Когда мама проветривала комнату, отправляя папу докуривать папиросу на черный ход, форточка втягивала с улицы сырой, острый дух пробуждавшейся весны. Он мешался с синеватым дымком «Беломора», оттесняя его к дверному косяку, выдавливая сквозь щербатые щели в коридор. Место курившегося табака занимали запахи тающего снега, прошлогодней прелой травы, потоки бодрого холода, готовые разгуляться между окном и дверью.

Мама не любила духоты, но опасалась сквозняков.

— Закройся одеялом! — говорила она мне, томящемуся в простудной неволе.

Духота и сквозняк составляли неразлучную пару противоположностей, из единства и борьбы которых складывалось проветриванье. Недвижную прокуренную теплынь — папину дымовую завесу — следовало привести во вращение и рассеять струей холода, однако комнату при этом нельзя было выстуживать. Искусство проветриванья заключалось в обогревании домашним теплом свежего дуновения извне. Для этого использовался набор манипуляций форточкой и дверью. Они то осторожно приоткрывались навстречу друг другу, то распахивались во всю ширь, а то вдруг захлопывались порознь или вместе. Иногда это происходило без маминого участия — исключительно попечением порывистой природной стихии. Главное было не упустить момент, когда воздух уже свеж, а комната еще не выстужена. Поскольку проветривать случалось часто, мама достигла в этом деле большого совершенства. На руку ей было и то, что в нашем Соймоновском проезде постоянно, по ее словам, дуло, как в хорошей трубе, и дуло как раз по направлению к нам — в сторону Москвы-реки. Так что естественная циркуляция обеспечивалась розой ветров. Оставалось лишь подставлять под нее фортку и дверь.
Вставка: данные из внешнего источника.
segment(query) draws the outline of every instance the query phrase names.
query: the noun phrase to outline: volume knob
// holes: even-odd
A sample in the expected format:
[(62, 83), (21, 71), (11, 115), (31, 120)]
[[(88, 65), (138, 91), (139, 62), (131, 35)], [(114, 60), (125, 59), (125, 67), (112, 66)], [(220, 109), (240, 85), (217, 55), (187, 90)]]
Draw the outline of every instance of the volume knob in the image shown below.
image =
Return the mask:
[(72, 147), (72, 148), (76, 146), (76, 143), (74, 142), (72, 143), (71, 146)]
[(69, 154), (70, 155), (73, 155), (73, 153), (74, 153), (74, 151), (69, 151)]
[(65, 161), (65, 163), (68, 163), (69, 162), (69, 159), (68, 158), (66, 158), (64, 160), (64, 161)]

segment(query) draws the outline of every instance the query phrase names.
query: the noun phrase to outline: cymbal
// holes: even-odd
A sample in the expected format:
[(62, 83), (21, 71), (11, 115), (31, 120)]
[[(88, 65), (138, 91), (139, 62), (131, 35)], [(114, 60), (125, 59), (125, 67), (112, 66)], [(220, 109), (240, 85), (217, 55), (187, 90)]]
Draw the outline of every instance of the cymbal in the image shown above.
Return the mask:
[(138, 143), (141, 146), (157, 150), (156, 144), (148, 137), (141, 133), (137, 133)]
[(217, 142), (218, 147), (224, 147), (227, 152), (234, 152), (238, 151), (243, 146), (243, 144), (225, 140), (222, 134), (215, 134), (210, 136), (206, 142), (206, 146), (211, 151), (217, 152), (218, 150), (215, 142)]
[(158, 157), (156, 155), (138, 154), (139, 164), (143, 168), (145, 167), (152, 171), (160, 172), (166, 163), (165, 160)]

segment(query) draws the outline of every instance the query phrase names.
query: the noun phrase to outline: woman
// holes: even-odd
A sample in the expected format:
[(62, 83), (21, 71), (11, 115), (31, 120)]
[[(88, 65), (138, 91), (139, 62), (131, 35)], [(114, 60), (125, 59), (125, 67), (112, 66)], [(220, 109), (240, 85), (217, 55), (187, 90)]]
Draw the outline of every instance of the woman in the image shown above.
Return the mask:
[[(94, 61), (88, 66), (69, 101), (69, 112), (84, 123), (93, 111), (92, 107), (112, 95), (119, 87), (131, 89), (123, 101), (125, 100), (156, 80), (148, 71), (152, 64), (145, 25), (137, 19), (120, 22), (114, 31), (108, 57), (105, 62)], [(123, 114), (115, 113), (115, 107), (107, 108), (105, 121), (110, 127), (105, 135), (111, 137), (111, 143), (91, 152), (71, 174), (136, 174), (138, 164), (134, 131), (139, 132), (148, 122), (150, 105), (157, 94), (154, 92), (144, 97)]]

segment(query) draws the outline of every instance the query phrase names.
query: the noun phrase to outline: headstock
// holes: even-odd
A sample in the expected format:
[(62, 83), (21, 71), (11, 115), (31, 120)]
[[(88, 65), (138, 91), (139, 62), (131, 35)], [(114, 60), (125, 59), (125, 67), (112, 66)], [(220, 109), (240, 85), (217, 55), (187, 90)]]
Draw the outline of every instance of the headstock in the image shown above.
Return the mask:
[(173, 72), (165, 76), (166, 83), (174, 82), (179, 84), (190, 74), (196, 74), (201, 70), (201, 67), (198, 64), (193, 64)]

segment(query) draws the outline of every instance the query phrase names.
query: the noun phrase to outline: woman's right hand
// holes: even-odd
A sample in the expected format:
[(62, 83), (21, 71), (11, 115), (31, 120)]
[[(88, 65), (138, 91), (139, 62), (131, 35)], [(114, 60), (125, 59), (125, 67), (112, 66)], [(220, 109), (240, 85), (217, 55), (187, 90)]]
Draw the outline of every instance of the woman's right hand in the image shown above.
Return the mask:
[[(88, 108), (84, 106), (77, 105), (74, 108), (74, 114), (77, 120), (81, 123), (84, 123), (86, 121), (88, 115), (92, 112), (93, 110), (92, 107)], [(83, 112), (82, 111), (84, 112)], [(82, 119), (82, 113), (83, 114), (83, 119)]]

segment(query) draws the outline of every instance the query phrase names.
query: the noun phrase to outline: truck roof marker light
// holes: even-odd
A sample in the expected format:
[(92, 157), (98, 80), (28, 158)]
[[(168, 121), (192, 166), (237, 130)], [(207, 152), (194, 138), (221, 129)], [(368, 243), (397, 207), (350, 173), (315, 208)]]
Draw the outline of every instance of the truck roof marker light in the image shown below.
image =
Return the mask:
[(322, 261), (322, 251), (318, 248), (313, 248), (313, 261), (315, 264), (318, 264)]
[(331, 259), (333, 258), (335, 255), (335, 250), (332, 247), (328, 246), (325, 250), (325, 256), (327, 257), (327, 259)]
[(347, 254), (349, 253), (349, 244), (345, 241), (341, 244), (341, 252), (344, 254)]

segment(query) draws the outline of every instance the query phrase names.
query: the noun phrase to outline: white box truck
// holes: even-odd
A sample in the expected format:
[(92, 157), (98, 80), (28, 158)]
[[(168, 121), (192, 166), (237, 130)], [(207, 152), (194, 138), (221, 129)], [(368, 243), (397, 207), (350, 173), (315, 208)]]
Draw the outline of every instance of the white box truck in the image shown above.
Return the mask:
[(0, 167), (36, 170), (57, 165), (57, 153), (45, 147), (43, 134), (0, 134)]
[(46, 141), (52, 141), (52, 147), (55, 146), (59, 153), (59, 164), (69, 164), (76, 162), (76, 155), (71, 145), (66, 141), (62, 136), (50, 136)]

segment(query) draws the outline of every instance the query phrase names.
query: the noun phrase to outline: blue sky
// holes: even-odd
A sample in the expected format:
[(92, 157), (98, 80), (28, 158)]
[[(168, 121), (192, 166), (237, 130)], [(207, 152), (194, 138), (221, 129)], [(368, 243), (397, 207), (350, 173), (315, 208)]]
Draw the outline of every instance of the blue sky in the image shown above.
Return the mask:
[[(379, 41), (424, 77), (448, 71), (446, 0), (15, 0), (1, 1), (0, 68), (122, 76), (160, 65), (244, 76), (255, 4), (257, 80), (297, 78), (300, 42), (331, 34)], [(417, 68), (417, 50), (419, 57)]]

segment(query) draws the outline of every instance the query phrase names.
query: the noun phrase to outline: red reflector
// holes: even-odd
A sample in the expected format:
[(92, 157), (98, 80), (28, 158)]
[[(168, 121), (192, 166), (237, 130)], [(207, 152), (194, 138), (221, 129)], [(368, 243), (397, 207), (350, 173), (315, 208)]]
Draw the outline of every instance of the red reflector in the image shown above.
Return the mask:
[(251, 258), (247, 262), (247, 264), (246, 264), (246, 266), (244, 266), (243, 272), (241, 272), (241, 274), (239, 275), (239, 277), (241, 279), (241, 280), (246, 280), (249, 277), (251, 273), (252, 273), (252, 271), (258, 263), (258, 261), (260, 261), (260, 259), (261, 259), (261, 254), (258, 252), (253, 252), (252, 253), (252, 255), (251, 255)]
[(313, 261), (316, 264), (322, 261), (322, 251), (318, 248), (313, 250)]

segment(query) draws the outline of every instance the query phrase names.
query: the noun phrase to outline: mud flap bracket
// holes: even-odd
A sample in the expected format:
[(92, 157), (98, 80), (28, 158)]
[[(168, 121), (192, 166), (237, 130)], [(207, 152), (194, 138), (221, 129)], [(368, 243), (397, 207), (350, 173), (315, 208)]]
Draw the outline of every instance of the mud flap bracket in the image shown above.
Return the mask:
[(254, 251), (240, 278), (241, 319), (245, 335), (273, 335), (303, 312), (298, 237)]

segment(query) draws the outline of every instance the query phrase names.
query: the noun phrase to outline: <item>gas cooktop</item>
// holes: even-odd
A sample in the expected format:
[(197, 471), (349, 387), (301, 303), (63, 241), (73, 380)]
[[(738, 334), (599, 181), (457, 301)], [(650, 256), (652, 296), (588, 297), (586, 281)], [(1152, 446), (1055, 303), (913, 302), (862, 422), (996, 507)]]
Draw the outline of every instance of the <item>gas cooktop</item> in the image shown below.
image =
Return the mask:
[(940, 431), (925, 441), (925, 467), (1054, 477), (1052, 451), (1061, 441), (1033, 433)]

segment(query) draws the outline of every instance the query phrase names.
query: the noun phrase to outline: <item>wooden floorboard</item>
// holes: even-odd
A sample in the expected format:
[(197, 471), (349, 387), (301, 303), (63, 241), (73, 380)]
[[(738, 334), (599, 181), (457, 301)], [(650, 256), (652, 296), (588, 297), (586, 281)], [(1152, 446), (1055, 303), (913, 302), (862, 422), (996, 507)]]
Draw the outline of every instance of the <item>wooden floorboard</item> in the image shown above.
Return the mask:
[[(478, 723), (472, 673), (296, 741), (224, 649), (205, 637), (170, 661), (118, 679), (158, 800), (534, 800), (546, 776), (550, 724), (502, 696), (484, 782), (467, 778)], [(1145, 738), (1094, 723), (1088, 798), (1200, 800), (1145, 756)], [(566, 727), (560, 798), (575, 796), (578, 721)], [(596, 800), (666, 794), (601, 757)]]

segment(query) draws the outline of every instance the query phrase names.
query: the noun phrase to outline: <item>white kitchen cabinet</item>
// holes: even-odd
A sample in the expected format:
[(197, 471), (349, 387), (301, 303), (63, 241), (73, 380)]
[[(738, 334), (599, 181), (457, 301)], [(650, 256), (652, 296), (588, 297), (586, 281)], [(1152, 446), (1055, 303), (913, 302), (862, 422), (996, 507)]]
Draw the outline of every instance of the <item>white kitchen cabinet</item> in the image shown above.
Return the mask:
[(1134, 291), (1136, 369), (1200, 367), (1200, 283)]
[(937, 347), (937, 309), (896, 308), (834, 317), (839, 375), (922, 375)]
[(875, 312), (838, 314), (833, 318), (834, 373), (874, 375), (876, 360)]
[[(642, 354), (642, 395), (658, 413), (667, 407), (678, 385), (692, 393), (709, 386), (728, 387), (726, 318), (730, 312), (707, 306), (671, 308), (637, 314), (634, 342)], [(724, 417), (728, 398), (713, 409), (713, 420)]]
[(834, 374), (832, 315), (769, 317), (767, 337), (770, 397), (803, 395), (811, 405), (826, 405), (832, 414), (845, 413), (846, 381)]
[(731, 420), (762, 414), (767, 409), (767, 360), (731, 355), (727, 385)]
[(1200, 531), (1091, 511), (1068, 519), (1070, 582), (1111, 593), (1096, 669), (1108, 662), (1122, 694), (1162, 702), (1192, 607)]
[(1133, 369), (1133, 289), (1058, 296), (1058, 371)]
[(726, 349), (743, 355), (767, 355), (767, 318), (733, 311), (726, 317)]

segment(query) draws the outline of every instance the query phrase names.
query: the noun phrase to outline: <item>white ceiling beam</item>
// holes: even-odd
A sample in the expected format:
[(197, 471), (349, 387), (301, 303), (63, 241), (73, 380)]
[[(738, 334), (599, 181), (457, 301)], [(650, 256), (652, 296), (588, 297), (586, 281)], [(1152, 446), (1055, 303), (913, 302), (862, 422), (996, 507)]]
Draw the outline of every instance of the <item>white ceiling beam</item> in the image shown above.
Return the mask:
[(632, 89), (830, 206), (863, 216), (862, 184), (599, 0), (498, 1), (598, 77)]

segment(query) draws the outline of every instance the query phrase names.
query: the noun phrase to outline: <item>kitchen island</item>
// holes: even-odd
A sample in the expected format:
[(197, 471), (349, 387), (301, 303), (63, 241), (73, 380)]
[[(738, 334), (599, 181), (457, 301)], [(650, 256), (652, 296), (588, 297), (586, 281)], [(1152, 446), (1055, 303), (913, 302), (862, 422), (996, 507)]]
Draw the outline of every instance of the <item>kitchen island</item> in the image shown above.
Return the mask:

Особенно неотступно вопрос проветриванья вставал тогда, когда я болел. Папа был философски подкован основательно. Он приветствовал диалектический метод проветриванья и не возражал против докуриваний на черном ходу. А вот совсем бросить курить не мог. Мама безуспешно воевала с этим его пристрастьем. Слабость была сильней его. Без курева работа не шла. Чтобы вникать в статьи Уголовного кодекса, в хитросплетения ученой юриспруденции, ему требовалось как следует наникотиниться. Посему с малолетства «Беломоро-Балтийский канал» во все свои папиросные трубы окуривал меня едким дымом социалистической законности, который, однако, постоянно развеивался струями заоконной прохлады. Тогда я забирался глубже под одеяло и, откинув душный уголок, вдыхал крепкий отвар студеного московского марта.

В сущности, это была печальная пора!

Грязный снег на сквере; сырость; то тепло, то холодно; то солнце, то хмарь; наконец, моя собственная хвороба — какая уж тут радость, какое упоение? Природа восставала ото сна, пробуждалась от зимней спячки; она была еще полузаспанной, взъерошенной, полной дремучими снежными снами. Никакого энтузиазма во мне это не вызывало. Людей, с лирическим рвением воспевавших весну, я понимал плохо. Грех уныния находил во мне слишком удобную жертву, но тут он вынужден был отступить, поскольку случилось событие, сильно меня взволновавшее.